Not aware of ‘bad apples’

John Fallon says he never saw a thing.

The former social worker, who was a shift leader at the Dunedin Boys’ Home in the 1970s and 1980s, said he saw no violence or abuse during his time there.

"Some insinuations would be made, and you kept an eye open for it, but nothing ever came of it.

"None of the lads ever came to me with an abuse allegation, and I got on really well with those kids. I used to treat them like human beings."

Instead, Mr Fallon, a Member of the New Zealand Order of Merit, said there now appeared to be some "scores to be settled" by people "who might have felt oppressed" by discipline during their time at the home.

John Fallon.
John Fallon.

"I would say they probably got put in their place, you know?"

Other institutions, such as Campbell Park School in the Waitaki district, or Epuni Boys’ Home in Wellington, did have a "reputation" for mistreatment, Mr Fallon said.

Some staff at the Dunedin Boys’ Home were also harder than others, but only when boys misbehaved.

He also recalled the words of the home’s former principal, now deceased.

 

"He said to me ‘all of these kids have got rights. One of those rights is to be disciplined. That’s a right for a child’.

"It made me stop and think."

Mr Fallon said he also heard claims of extreme punishments, but saw no evidence of that either.

"Some of that may have happened. I won’t say ‘did’. I certainly knew nothing about it.

"I think there are some cases in there that will be very, very valid. I also think there are a lot of cases in there where someone is looking for money, or bears a grudge.

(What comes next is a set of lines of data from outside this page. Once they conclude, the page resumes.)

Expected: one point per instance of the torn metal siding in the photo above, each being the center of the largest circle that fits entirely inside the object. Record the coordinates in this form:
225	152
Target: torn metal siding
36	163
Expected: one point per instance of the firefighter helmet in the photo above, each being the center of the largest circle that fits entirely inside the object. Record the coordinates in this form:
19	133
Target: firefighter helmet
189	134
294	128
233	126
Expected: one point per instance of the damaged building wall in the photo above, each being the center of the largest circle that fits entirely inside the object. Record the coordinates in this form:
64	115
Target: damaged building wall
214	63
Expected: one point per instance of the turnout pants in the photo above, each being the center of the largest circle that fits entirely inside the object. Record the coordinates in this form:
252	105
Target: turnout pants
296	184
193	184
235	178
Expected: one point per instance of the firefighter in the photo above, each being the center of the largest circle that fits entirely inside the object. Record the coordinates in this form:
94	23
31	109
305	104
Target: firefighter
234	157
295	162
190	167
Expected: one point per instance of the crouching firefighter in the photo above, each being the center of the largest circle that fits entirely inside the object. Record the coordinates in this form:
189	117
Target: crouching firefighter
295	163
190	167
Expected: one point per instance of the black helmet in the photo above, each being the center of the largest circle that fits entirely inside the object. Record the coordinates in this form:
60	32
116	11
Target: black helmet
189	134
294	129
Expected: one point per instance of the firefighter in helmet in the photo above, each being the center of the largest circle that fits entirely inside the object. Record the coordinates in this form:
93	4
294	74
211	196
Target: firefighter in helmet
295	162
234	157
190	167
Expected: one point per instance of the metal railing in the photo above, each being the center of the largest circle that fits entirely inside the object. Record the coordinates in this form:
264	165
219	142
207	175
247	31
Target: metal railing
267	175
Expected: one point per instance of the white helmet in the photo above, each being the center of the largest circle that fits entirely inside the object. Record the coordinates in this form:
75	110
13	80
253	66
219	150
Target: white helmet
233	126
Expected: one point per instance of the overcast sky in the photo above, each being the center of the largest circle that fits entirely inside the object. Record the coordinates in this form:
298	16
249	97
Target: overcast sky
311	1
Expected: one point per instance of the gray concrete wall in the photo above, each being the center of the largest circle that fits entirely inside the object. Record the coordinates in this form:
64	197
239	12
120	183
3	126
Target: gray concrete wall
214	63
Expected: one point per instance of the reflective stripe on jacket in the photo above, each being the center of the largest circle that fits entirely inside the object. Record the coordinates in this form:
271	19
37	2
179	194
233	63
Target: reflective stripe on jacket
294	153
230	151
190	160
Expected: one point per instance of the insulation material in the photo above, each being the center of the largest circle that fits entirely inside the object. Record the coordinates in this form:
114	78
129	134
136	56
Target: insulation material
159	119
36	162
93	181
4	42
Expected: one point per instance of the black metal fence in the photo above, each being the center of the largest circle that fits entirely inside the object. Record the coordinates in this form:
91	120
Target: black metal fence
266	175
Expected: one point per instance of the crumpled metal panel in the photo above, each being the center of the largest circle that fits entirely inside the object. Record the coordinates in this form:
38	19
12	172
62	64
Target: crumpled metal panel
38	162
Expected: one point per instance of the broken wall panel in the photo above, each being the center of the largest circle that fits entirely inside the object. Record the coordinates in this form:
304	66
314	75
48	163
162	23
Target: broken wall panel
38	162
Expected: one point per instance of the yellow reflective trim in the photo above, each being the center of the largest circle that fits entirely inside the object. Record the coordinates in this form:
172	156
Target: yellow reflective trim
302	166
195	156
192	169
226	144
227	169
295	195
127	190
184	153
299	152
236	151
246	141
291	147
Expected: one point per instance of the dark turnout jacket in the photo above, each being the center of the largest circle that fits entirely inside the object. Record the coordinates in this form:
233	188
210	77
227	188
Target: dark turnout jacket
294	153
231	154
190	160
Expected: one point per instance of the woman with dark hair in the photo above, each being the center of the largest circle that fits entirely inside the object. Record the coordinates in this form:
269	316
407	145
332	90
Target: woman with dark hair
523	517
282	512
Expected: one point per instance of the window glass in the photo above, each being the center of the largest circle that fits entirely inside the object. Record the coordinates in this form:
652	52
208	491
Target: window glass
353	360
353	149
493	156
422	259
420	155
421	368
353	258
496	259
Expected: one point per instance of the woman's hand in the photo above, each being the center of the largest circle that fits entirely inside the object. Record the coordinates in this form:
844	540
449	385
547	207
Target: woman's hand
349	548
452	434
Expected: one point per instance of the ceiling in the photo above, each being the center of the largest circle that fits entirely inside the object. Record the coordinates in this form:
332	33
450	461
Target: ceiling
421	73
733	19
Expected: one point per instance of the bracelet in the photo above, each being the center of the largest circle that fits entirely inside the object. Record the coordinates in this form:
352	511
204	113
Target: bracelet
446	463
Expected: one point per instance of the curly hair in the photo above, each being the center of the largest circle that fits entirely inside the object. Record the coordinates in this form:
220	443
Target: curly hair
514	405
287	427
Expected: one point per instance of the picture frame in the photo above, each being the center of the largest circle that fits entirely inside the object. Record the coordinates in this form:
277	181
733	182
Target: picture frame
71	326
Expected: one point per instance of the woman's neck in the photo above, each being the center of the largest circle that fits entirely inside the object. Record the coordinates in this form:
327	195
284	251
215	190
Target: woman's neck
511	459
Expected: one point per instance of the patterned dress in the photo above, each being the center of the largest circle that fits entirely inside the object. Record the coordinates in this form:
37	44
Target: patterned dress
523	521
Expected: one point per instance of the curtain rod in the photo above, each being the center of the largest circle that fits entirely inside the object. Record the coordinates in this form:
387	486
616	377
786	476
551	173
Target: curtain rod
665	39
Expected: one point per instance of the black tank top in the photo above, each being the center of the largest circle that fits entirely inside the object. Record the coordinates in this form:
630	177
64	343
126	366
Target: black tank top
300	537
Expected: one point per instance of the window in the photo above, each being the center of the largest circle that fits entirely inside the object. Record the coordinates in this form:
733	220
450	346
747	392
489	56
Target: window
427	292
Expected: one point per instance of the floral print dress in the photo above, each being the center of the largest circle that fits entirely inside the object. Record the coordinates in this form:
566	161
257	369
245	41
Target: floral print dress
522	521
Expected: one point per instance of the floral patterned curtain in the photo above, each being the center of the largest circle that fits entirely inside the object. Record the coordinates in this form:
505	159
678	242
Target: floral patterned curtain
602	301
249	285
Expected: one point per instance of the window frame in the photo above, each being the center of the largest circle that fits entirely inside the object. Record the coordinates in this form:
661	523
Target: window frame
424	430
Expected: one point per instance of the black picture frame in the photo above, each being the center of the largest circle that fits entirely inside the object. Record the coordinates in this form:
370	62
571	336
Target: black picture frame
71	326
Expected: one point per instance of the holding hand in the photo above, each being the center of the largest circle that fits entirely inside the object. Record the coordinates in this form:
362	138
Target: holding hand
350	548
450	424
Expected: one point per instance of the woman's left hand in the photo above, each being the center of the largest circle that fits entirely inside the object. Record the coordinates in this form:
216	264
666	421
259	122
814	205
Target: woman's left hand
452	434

"There must be some bad apples in that size of organisation ... but I don’t think I met a bad apple, let’s put it that way."

 

Comments

None of the ODT Insight stories move beyond hearsay. If anything, a Royal Commission is needed to get to factual evidence - for everyone's sake.

Speculative discrediting of claims is not helpful either. After all, Mr Fallon was not an inmate.